8. Pulling It Together: The Correlation Hierarchy
If I distill this into a crude ranking of what correlates most strongly with SOAP entry and SOAP outcomes:
For entering SOAP:
- Specialty competitiveness vs your test scores
- Step 2 CK score (and Step 1/COMLEX performance if low or failed)
- Academic red flags (failures, repeated year, bottom quartile)
- Overly narrow application strategy and geographic limitation
For exiting SOAP with a position:
- Passing all exams, no active failures
- Step 2 CK above the “hard floor” for the specialty (often ~220–230 for primary care)
- Clean professionalism and reliability signals from MSPE and letters
- Realistic SOAP specialty and geography choices
- Active advocacy from home institution
You cannot fully “data-hack” SOAP, but you can absolutely stop playing a losing game by pretending every factor is equal. It is not. The numbers are clear.
FAQ (exactly 5 questions)
1. Does a single failed Step 1 automatically mean I will end up in SOAP?
No. A single Step 1 fail with a later strong Step 2 CK (e.g., ≥240) and solid clinical performance can still result in a clean Match, especially in primary care fields. The correlation with SOAP spikes when a Step 1 fail is combined with a mediocre Step 2, low class rank, or overly competitive specialty choice.
2. Is class rank really that important once Step 1 is pass/fail?
Yes, more than students think. At schools with quartiles, being in the bottom quartile flags you as potentially at risk for in-training and Step 3 issues. PDs fold that into their “academic strength” rating. It is not as visible as a numerical Step 1 score used to be, but it still correlates strongly with both unmatched risk and SOAP difficulty.
3. How low can my Step 2 CK be and still give me a realistic shot in SOAP?
For primary care specialties and many prelim IM positions, U.S. grads with Step 2 CK in the low 220s can still match through SOAP if they have no major red flags and strong clinical evaluations. Below ~220, the probability of only prelim options or no offer rises significantly, particularly if paired with low class rank or failures.
4. Do programs really look closely at personal statements and extracurriculars during SOAP?
Only selectively. With the time constraints in SOAP, most programs use test scores, exam passes, and obvious red flags to triage. Personal statements and extracurriculars may tip decisions between similar candidates but do not overcome low scores or major academic issues. They are secondary, not primary, correlates of success.
5. If I match into a prelim spot in SOAP, what are my odds of eventually getting a categorical position?

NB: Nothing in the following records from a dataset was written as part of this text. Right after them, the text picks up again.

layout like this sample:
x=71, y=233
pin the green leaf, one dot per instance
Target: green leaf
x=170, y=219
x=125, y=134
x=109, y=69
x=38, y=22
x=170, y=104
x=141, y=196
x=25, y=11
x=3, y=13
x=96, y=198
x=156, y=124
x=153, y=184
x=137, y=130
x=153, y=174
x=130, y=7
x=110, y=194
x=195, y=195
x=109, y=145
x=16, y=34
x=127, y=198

Reasonable, if you perform well. Many prelim interns transition into categorical IM, FM, or even certain specialties after a year, especially if they earn strong evaluations and pass Step 3 promptly. The data from institutional reports suggest that solid prelim performance plus a clean reapplication strategy leads to categorical placement for a significant share of motivated interns—far higher than the odds for someone who never enters residency at all.
Two key points: test performance and academic history heavily influence whether you land in SOAP; realistic specialty targeting and demonstrable reliability drive whether you successfully get out of it. If your numbers are marginal, stop pretending they are not. Align your strategy with what the data actually show, not with the story you wish were true.